Es klopfte, und bevor sie »Herein« rufen konnte, betraten mehrere jüngere Polizisten den Raum. Die meisten kannte sie bereits vom Sehen aus der Besprechung, persönlichen Kontakt hatte sie jedoch noch nicht aufgenommen. Sie schleppten Teile eines Computerterminals herein.
»Wohin damit?« Hier schien wirklich keiner Wert auf Höflichkeit zu legen.
»Stellen Sie mir alles hier auf den Schreibtisch. Er ist groß genug.« Sie stand auf und ging um den Tisch herum.
»Brauchen Sie einen Internet-Zugang?« Die jungen Leute schienen Order von ihrem Chef bekommen zu haben, sich nicht weiter mit dieser Psychologin einzulassen, denn sie vermieden es, sie anzusehen. Selbst wenn sie splitterfasernackt gewesen wäre, hätte es vermutlich niemand bemerkt.
»Nein, ich denke, es reicht, wenn sie mir den Rechner startklar machen.«
Johanna hatte das Bedürfnis, ihnen etwas Unflätiges hinterherzurufen, unterließ es aber.
»So, das wäre geklärt.« Jetzt stand Markus wieder hinter ihr, ein wenig außer Atem. »Ich habe das mit dem Schreibdienst geklärt. In einer halben Stunde, also spätestens nach der Besprechung, hast du die Unterlagen auf deinem Tisch. Kann ich sonst noch etwas tun?«
Sie lächelte. »Nein, danke, du tust schon genug für mich. Wie wäre es jetzt mit einem Kaffee?«
Markus grinste. »Das Frühstück steht schon in meinem Büro. Lass die Jungs hier einfach werkeln.«
Die Beamten stellten das Gerät auf und schlossen es in aller Eile an. Einer der Polizisten startete einen Testlauf, fluchte, setzte sich auf den Stuhl vor dem Schreibtisch und drehte den Monitor so, dass er besser sehen konnte. Johanna verließ ihr Büro und warf sich auf einen der Besuchersessel in Markus' Zimmer.

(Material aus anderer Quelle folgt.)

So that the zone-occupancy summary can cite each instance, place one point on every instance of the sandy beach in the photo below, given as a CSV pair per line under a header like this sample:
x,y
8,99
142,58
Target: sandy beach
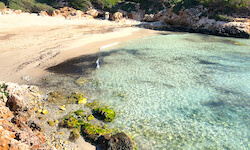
x,y
29,43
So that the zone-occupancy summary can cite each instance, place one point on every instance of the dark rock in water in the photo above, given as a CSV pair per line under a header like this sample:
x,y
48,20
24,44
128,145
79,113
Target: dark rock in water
x,y
105,113
93,132
119,141
74,135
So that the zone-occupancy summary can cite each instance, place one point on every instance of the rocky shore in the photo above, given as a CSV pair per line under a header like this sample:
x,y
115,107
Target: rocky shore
x,y
192,20
31,120
195,20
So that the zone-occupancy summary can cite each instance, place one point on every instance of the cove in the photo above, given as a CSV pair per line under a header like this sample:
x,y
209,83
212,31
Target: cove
x,y
176,91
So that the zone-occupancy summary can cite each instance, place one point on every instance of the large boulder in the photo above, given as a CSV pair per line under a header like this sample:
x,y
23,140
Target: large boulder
x,y
43,13
56,13
137,15
149,18
18,11
119,141
92,12
105,113
117,16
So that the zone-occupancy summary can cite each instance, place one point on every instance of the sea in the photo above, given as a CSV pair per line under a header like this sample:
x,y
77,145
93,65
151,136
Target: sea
x,y
182,91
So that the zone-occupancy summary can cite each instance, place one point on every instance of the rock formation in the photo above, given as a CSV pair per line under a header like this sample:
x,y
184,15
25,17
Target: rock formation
x,y
117,16
16,104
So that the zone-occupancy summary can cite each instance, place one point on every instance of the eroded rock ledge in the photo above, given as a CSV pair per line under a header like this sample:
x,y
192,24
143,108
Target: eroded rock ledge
x,y
195,20
17,131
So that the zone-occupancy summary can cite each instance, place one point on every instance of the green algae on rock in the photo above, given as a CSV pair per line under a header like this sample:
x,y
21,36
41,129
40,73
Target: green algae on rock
x,y
74,135
92,132
90,117
80,113
94,104
71,122
77,98
55,97
81,81
105,113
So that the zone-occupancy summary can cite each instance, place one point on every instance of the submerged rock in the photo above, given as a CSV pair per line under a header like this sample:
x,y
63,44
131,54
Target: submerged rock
x,y
94,104
93,132
119,141
105,113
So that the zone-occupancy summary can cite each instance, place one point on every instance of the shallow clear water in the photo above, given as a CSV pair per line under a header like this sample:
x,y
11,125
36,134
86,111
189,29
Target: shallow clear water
x,y
178,91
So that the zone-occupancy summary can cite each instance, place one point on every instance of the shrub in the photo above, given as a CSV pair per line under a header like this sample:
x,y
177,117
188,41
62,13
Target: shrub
x,y
80,4
2,5
39,7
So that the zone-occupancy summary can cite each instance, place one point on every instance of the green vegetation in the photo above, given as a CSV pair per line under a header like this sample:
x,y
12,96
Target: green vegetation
x,y
29,5
71,122
80,113
105,113
216,7
90,117
76,98
93,130
74,135
2,5
94,104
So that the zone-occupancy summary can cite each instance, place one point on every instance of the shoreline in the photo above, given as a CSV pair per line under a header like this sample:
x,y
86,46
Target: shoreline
x,y
51,44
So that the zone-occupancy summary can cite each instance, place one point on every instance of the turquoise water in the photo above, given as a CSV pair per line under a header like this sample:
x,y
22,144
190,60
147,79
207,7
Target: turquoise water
x,y
178,91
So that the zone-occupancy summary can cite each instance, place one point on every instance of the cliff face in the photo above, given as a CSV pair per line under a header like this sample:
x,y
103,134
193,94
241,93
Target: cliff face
x,y
17,131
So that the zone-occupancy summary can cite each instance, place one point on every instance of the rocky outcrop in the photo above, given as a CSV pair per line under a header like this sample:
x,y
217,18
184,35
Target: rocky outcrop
x,y
117,16
8,11
67,12
16,131
92,12
119,141
193,19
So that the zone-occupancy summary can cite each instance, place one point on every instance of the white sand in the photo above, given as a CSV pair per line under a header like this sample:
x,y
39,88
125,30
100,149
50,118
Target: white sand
x,y
29,43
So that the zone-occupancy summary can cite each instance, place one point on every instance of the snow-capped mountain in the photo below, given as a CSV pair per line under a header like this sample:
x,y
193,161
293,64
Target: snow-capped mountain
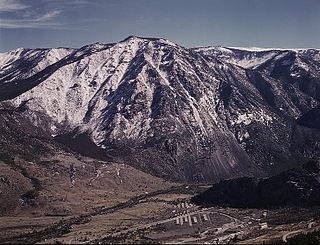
x,y
179,113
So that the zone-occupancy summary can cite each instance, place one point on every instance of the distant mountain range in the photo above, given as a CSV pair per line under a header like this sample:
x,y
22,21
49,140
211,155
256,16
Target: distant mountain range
x,y
184,114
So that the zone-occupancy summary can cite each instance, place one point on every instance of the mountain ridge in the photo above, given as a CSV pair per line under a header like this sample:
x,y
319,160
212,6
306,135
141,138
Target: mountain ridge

»Wie fühlst du dich?« Markus sah sie prüfend an. Er packte die belegten Brötchen aus und verteilte sie auf Papptellern. Dann goss er dampfenden Kaffee in zwei Becher und setzte sich ihr gegenüber. Der Kaffee verbreitete ein angenehmes Aroma im Zimmer. Fast augenblicklich entspannte sich Johanna.
»Ich dachte nur gerade darüber nach, ob es in dieser Dienststelle irgendjemanden gibt, der mir nicht feindlich gesinnt ist.«
»Du solltest nicht so empfindlich sein. Es kennt dich schließlich niemand, und alle wissen, wie du hergekommen bist. Was erwartest du?«
»Eigentlich nichts.« Sie nahm den Becher, den er ihr reichte. Sie wusste wirklich nicht, was sie eigentlich erwartete. Jedenfalls konnte sie nicht darauf hoffen, dass man sie freudestrahlend begrüßte. Sie würde sich ihre Stellung genauso erarbeiten müssen wie alle anderen auch. Und doch kam sie sich wie eine Außenseiterin vor.
»Man hat fast das Gefühl, alle haben Angst, es sich mit Diekmann zu verderben, wenn sie ein bisschen höflich sind.«
»Hier herrscht ein anderer Umgangston als der, den du kennst. Daran musst du dich gewöhnen.« Markus beugte sich ein wenig vor. »Mach es dir nicht noch schwerer. Wir wollen einen Killer fangen, nicht Freundschaften fürs Leben schließen.«
Der Ton war freundlich, aber Johanna merkte, dass mit Markus nicht über Diekmann zu reden war. Sie gab es auf.
»Vielleicht hast du ja Recht.« Sie biss herzhaft in ein Brötchen und merkte, dass sie großen Hunger hatte.
»Ich hoffe, es schmeckt.« Die eisige Stimme Diekmanns ging ihr durch und durch. Fast glaubte sie, an ihrem Bissen ersticken zu müssen.
»Wessen Idee war es, den Schreibdienst mit der Anfertigung irgendwelcher Kopien zu belasten?« Diekmann füllte den Türrahmen fast aus. Sein Gesicht war verkniffen, die Lippen schmal zusammengepresst.